Ferdinand nodded. “That’s not such a bad idea.”

“Goody!” Ed jumped up, throwing her book to the side. “This will be fun! I think I’ll go with nine. That’s a good number.”

“You can’t tell me what it is beforehand,” said Ferdinand.

“Sorry. Okay, so it won’t be nine, then. For sure out of all the numbers it could be, it’s not nine. Definitely not.”

“It’s nine, isn’t it?”

“Wow, that’s good,” said Ed as she followed Ferdinand into the kitchen. “Are you sure you need a lucky pen?”

Meanwhile, the fox-faced creature, Ferdinand’s lucky pen firmly in hand, slipped from its hiding place under the couch and darted up the stairs. It was naturally sneaky, so it didn’t make a sound. Not that it had to contend with any sentries. Only cats, and they were all too busy with their own concerns (mostly napping and cleaning themselves) to care about one more furry beast roaming the house’s halls.

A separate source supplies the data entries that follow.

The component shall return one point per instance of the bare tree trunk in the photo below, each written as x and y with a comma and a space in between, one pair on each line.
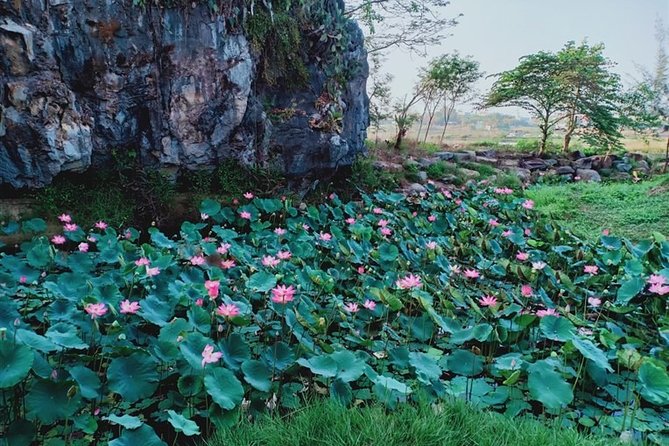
666, 157
420, 126
447, 117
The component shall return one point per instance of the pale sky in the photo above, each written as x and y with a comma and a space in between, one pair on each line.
498, 32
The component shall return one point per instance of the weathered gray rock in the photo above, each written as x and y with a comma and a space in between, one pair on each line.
180, 86
565, 170
588, 175
416, 188
533, 164
524, 175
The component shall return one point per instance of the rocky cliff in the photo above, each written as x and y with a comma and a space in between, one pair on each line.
178, 84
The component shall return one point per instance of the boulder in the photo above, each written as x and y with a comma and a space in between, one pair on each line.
588, 175
175, 85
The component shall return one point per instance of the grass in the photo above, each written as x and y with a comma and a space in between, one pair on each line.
631, 210
449, 424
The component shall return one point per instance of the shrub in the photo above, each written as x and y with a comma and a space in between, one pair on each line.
389, 299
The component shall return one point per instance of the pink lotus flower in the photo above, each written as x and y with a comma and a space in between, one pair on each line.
594, 301
590, 269
352, 307
526, 290
96, 310
488, 301
152, 271
472, 274
223, 249
282, 294
228, 310
142, 261
657, 279
284, 255
198, 260
213, 288
659, 289
209, 356
538, 265
228, 264
270, 261
128, 307
548, 312
408, 282
57, 239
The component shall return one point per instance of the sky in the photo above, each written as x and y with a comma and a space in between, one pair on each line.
498, 32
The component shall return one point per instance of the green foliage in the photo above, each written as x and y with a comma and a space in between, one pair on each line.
632, 210
354, 312
573, 86
366, 177
446, 424
278, 40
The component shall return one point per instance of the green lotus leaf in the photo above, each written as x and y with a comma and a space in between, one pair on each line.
15, 363
182, 424
258, 374
654, 384
557, 328
224, 388
133, 377
127, 421
464, 362
88, 381
48, 401
592, 352
144, 436
548, 387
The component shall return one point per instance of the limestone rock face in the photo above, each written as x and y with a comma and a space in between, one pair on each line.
84, 81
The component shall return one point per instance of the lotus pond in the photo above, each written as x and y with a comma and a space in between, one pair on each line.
109, 335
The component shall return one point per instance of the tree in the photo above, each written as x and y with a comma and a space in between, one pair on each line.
535, 87
403, 116
412, 25
574, 85
591, 95
453, 77
378, 92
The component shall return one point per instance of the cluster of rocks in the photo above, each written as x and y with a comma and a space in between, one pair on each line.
574, 167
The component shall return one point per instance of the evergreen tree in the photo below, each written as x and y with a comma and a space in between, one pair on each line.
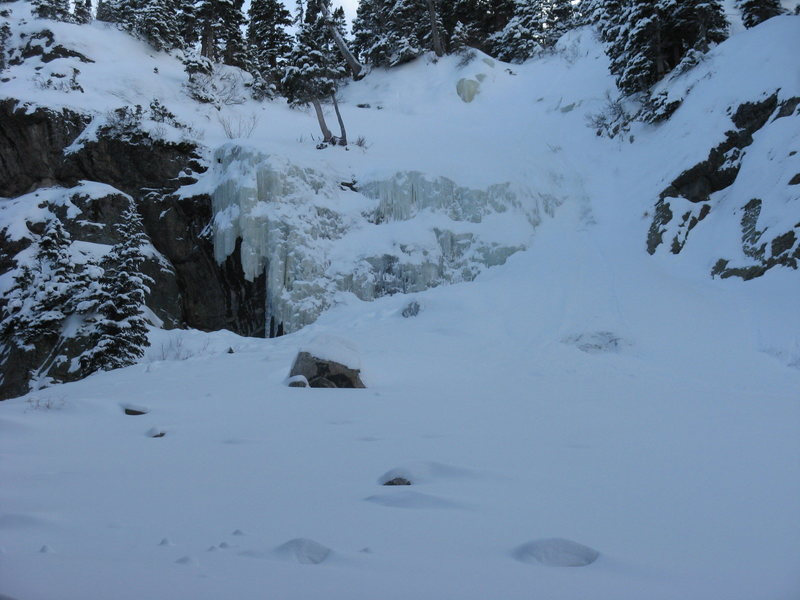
42, 294
118, 325
650, 38
5, 35
83, 11
158, 23
607, 17
460, 38
105, 11
523, 35
758, 11
558, 18
268, 38
57, 10
313, 70
219, 23
371, 32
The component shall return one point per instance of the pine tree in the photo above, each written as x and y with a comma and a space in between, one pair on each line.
638, 52
220, 25
118, 325
83, 12
755, 12
158, 23
57, 10
5, 35
269, 40
557, 19
43, 292
314, 69
607, 16
460, 38
371, 33
524, 34
697, 25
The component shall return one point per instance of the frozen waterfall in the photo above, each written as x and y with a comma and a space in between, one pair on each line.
314, 237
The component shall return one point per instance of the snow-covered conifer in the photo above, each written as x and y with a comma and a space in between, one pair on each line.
118, 327
268, 39
314, 68
523, 34
158, 23
83, 11
371, 32
758, 11
57, 10
558, 18
220, 25
43, 292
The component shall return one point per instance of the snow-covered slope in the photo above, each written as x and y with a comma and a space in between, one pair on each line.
582, 390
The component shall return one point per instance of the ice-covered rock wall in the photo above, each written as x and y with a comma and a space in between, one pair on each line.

The creature sniffed its way toward its target, guided by its keen sense of smell. One door caught its attention, and a few moments with its nose pressed under the doorjamb confirmed it had found who it was looking for. With one jump, it latched on to the handle. It set its feet apart and twisted its entire body to turn the knob. The protective spell only kept the door locked from the other side, so it opened. The creature jumped off the door, and it slowly began to swing shut again.

Monster was in the middle of putting on his new pants. He jumped toward the door, tripping on the loose pant leg. He still might’ve made it except that the fox-faced beast dashed under his feet. Monster fell just short, and the door closed with a click.

“Son of a bitch.” He turned over on his back and stared at the ceiling, wearing an unbuttoned shirt that was a size too small and trousers only halfway on.

The imp climbed onto his chest and, yipping, held out Ferdinand’s lucky pen.

“Thanks.” Monster took the pen. “This is just what I needed.”

The imp wagged its stubby tail and licked him twice on the chin. It hopped onto the nightstand and tipped the tray, sending the meal flying through the air to land on the bed.

“You didn’t have to do that,” said Monster. “I wasn’t going to eat it.”

The creature yipped before making absolutely sure of that by stomping on the sandwich and urinating on the cookies.

Monster sat on the corner of the bed that wasn’t soaked with beer or imp piss. The creature, having apparently accomplished its mission, lost all interest in Monster. It amused itself by tearing up the pillow.